O texto teve origem no Projeto de Lei (PL) 1990/24, apresentado pela ex-senadora Janaína Farias, atual prefeita de Crateús (CE), município na área da Caatinga. Após aprovação no Senado, a proposta foi aprovada na Câmara em 2025 com modificações, o que levou o projeto a nova análise no Senado.
A Caatinga é um bioma localizado exclusivamente no Brasil e abrange quase 11% do território do país, cobrindo áreas de diversos estados nordestinos. É caracterizada por condições climáticas extremas, baixos índices de chuva e longos períodos de seca, tornando a região sujeita à desertificação e gerando vulnerabilidade ambiental e social.
O que diz a lei
Entre outras diretrizes, a nova lei prevê a atuação articulada entre União, estados, municípios e atores não governamentais na formulação e implementação de políticas públicas para a recuperação e uso sustentável dos recursos ambientais da região.
Ações de combate à desertificação e mitigação dos efeitos da seca, além de prevenção e controle de desmatamento, estão entre os instrumentos da Política Nacional para Recuperação da Vegetação da Caatinga, em âmbitos nacional e estadual.
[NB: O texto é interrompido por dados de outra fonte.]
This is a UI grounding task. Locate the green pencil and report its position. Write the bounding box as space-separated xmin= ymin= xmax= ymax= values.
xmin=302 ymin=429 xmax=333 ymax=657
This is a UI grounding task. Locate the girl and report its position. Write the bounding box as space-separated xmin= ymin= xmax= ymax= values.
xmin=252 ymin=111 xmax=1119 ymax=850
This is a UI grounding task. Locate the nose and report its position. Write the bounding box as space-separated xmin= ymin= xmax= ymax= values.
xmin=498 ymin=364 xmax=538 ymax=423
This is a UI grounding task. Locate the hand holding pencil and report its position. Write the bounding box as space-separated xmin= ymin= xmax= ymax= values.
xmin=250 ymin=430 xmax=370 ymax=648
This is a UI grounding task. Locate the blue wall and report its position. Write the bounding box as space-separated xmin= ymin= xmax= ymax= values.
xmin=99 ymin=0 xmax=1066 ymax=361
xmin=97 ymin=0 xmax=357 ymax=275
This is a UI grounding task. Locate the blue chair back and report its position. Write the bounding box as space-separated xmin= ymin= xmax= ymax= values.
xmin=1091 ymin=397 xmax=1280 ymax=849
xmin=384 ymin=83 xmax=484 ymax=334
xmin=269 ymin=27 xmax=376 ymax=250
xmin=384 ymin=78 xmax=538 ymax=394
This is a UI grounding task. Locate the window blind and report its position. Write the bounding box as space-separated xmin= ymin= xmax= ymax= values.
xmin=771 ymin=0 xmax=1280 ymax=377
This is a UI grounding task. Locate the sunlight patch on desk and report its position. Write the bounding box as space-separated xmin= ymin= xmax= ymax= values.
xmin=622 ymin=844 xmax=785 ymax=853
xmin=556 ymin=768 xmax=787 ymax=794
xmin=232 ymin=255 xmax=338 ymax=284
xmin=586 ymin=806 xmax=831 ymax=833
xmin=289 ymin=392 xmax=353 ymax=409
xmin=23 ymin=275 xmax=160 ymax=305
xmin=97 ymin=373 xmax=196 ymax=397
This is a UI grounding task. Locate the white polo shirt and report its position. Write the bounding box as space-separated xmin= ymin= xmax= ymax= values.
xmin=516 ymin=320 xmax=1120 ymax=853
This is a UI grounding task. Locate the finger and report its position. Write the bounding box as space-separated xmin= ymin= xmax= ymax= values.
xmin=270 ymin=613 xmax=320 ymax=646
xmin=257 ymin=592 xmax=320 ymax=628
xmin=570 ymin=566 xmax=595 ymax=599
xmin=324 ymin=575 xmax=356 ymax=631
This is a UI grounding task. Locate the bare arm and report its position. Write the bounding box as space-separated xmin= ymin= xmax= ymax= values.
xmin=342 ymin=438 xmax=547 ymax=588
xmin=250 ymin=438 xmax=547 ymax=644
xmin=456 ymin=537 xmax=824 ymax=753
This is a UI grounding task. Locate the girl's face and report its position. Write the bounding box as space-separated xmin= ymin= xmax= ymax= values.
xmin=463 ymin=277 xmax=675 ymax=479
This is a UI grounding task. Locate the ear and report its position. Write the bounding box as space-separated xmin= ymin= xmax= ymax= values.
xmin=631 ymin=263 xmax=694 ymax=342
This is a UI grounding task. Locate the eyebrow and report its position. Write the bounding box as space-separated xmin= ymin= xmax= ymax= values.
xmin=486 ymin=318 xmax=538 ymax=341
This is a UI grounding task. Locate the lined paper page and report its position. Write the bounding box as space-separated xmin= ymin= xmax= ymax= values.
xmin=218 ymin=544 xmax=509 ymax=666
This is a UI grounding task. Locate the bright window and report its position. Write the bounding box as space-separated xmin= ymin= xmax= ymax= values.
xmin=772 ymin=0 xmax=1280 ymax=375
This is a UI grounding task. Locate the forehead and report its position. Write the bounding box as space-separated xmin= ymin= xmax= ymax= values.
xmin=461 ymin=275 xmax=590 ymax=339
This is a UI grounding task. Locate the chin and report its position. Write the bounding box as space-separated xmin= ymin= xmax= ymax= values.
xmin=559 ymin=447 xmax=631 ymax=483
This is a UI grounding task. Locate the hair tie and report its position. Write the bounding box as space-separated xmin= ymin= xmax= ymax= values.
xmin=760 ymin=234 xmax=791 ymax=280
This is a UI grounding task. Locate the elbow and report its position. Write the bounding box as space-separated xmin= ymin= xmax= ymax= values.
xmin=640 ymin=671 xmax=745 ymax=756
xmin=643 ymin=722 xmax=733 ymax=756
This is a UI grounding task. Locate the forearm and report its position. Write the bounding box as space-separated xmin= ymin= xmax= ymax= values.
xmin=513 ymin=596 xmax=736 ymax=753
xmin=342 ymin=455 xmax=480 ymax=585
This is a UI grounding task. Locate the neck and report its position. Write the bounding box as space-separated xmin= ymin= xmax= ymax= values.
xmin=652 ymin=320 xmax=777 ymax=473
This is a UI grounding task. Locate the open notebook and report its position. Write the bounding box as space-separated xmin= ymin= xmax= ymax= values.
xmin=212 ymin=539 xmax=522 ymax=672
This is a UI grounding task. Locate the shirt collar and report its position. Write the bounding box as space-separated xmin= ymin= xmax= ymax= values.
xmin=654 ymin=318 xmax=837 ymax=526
São previstos ainda a capacitação de recursos humanos e o desenvolvimento tecnológico voltados à conservação e ao uso sustentável dos recursos ambientais, e a participação da comunidade local na recuperação das áreas degradadas do bioma, entre outros instrumentos de ação.
A nova lei foi sancionada pelo presidente Lula (PT) e publicada no Diário Oficial da União (DOU) da última quinta-feira (11.jun.2026).